The cause should be caused by the following function call:
cudaMemcpy(g1, g0, buf_size, cudaMemcpyDefault)
And g0 and g1 are defined as:
float *g0;
checkCudaErrors(cudaMalloc(&g0, buf_size));
float *g1;
checkCudaErrors(cudaMalloc(&g1, buf_size));
I’ve also enabled AMD-vi and IOMMU, but it still does not work. Does this mean that cuda’s UVA can only work on Intel platform?
Sorry, I made a mistake, the codes that caused the problem is:
printf("Run kernel on GPU%d, taking source data from GPU%d and writing to GPU%d...\n",
gpuid[0], gpuid[1], gpuid[0]);
checkCudaErrors(cudaSetDevice(gpuid[0]));
SimpleKernel<<<blocks, threads>>>(g1, g0);
checkCudaErrors(cudaDeviceSynchronize());
Similar problem here.

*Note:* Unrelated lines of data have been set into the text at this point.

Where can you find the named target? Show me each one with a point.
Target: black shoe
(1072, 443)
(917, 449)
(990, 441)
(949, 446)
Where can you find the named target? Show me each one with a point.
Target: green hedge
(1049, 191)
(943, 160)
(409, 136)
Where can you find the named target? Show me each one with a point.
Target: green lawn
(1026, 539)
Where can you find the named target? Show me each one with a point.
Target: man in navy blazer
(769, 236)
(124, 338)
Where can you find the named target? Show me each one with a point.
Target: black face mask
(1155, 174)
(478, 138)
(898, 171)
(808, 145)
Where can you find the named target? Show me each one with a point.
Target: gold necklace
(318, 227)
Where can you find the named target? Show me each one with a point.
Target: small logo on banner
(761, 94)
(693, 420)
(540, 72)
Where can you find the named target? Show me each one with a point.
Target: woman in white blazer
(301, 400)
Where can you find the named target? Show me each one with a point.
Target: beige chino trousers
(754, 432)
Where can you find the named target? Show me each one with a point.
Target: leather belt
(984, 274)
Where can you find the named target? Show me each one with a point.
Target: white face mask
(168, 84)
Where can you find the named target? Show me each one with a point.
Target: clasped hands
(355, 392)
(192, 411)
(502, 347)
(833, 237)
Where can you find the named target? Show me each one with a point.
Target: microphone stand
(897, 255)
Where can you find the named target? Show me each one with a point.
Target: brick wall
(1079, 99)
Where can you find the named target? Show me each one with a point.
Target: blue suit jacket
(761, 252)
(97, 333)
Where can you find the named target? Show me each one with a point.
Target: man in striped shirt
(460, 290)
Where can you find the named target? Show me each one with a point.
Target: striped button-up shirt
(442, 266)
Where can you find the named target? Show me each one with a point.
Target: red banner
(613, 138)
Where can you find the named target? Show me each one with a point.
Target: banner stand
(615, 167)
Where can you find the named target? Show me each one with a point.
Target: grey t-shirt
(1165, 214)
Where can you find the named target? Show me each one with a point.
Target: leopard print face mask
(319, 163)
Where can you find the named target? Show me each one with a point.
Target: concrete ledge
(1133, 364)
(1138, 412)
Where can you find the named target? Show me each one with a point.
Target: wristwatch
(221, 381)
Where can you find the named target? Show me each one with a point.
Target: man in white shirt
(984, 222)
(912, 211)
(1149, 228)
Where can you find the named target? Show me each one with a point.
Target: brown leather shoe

We replaced a few of our old Intel Xeon nodes with Threadripper 1920 systems with two TitanX GPUs. P2P transfers in MXnet fail. Syslog showing thousands of entries like this:
I’ve solved the problem and posted it in another thread with the same title. The sollution is to diable IOMMU in bios settings. Nvidia has its own memory managing mechanism.